🤖 AI Summary
Existing large vision model (LVM)-based gait recognition methods heavily rely on handcrafted gait priors, overlooking the intrinsic potential of LVMs’ hierarchical representations. This work proposes a general baseline framework that requires no strong gait-specific priors and, for the first time, systematically reveals the cross-layer complementarity of intermediate-layer representations in LVMs for gait recognition. Our method leverages layered fusion, multi-source transfer learning, feature disentanglement, and ensemble strategies to efficiently exploit LVMs’ hierarchical semantic structure.
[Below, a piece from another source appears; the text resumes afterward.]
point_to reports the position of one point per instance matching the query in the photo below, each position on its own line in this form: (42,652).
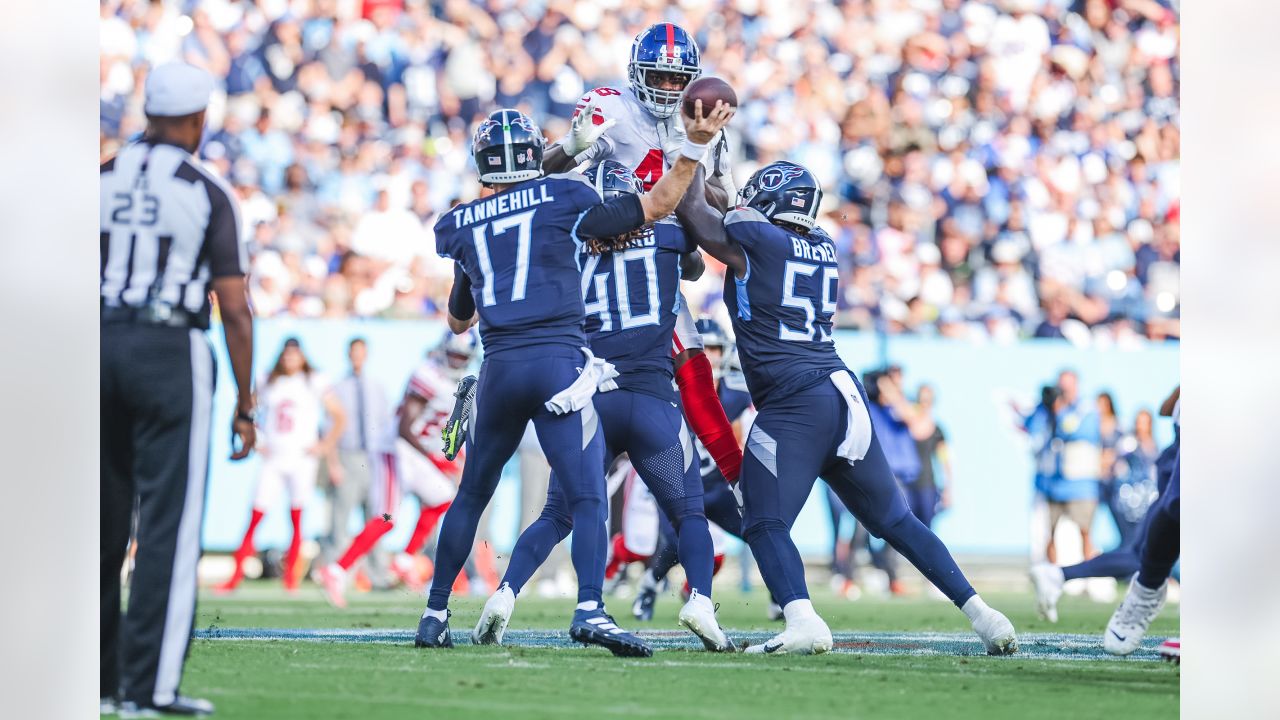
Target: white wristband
(693,150)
Evaluated on four major benchmarks—CCPG, CAISA-B*, SUSTech1K, and CCGR_MINI—the approach significantly outperforms prior LVM-based methods, demonstrating superior cross-domain robustness and generalization capability. It establishes a new paradigm for fine-grained behavioral recognition driven by LVMs, shifting focus from task-specific priors to principled utilization of inherent model semantics.
📝 Abstract
Large vision models (LVM) based gait recognition has achieved impressive performance. However, existing LVM-based approaches may overemphasize gait priors while neglecting the intrinsic value of LVM itself, particularly the rich, distinct representations across its multi-layers. To adequately unlock LVM's potential, this work investigates the impact of layer-wise representations on downstream recognition tasks. Our analysis reveals that LVM's intermediate layers offer complementary properties across tasks, integrating them yields an impressive improvement even without rich well-designed gait priors. Building on this insight, we propose a simple and universal baseline for LVM-based gait recognition, termed BiggerGait. Comprehensive evaluations on CCPG, CAISA-B*, SUSTech1K, and CCGR_MINI validate the superiority of BiggerGait across both within- and cross-domain tasks, establishing it as a simple yet practical baseline for gait representation learning. All the models and code will be publicly available.